We have previously reported that human vascular endothelial cells and skin fibroblasts carry out degradation of [3H]histamine by a mechanism involving two successive enzymatic steps: imidazole ring tele-methylation by the cells' endogenous methyltransferase and subsequent amine oxidation by an exogenous diamine oxidase. Both histamine and the exogenous second enzyme in the pathway associate with the cells via separate binding sites or receptors. The enzymatic degradation process results in cellular accumulation of the proximal and distal metabolites tele-methylhistamine and 1-methyl-4-imidazoleacetic acid (MIAA) (Haddock, R. C., Mack, P., Fogerty, F. J., and Baenziger, N. L. (1987) J. Biol. Chem. 262, 10220-10228). We have now demonstrated that this two-stage histamine degradative pathway is dependent on Na+ and Cl- in the extracellular environment. Accumulation of [3H] histamine-derived products is partially inhibited under conditions of Na+ deprivation and more substantially when Cl- is also withdrawn. The individual tele-methylation and amine oxidation enzymatic reactions themselves are unaffected or actually facilitated under these conditions. This indicates that it is the cellular mechanism for uptake coupled to the degradative pathway which reflects the cation and anion dependency. Restoration of degradative uptake displays a biphasic Na+ concentration curve, suggesting that the uptake process may be driven by multiple components. These findings indicate a role for both inward Na+ and Cl- ion movement in this cellular degradative uptake mechanism.

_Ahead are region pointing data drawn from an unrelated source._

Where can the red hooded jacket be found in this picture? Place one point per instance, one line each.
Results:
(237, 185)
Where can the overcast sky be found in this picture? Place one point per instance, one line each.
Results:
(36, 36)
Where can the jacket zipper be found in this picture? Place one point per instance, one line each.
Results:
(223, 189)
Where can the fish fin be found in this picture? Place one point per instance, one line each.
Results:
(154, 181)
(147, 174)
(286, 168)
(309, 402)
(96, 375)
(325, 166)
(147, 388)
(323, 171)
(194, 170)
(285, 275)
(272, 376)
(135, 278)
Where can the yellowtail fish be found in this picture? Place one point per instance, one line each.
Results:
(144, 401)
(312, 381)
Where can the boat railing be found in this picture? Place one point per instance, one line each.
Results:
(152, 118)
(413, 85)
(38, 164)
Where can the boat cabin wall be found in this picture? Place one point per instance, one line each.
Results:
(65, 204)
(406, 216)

Role of receptors in metabolic interaction of histamine with human vascular endothelial cells and skin fibroblasts. An ordered sequence of enzyme action.

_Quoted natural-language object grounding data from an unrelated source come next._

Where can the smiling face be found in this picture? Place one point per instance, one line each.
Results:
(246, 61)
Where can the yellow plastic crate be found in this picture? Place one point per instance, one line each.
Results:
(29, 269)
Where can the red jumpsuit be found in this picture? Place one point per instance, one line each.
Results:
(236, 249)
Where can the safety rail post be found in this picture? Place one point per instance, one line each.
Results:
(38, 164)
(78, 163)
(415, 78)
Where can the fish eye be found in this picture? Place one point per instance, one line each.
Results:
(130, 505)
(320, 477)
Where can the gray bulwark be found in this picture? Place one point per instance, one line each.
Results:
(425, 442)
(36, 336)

The interaction of histamine with an H1 receptor on human endothelial cells evokes production of the lipid mediator prostaglandin I2 (PGI2) and is accompanied by tachyphylaxis of this H1 receptor response (Baenziger, N. L., Fogerty, F. J., Mertz, L. F., and Chernuta, L. F. (1981) Cell 24, 915-923). We have explored the affected cells' capability for subsequent metabolic degradation of histamine molecules. Human vascular endothelial cells and skin fibroblasts exhibit a two-stage histamine degradation sequence whose participants are an enzyme native to the cells themselves and one provided from an extracellular source. Initially, the cells' endogenous histamine N-methyltransferase activity mediates conversion of cell-associated [3H]histamine to tele-methylhistamine with retention of this intermediate metabolite. Subsequently, in the presence of exogenous diamine oxidase derived from fetal calf serum or human placenta, cell-associated tele-methyl-histamine is further converted to the end product methylimidazoleacetic acid. After an initial lag phase lasting 3-6 min, the cell-associated radioactivity accumulates as methylimidazoleacetic acid at a linear rate substantially enhanced over that without diamine oxidase. The entire sequence is blocked by the histamine methyltransferase inhibitor homodimaprit. Accumulation of [3H]histamine metabolites by endothelial cells is saturable both with respect to exogenous diamine oxidase and to histamine. Thus this metabolic pathway is carried out at the level of the individual cell by means of binding sites or receptors for the substrate and for the distal degradative enzyme, diamine oxidase.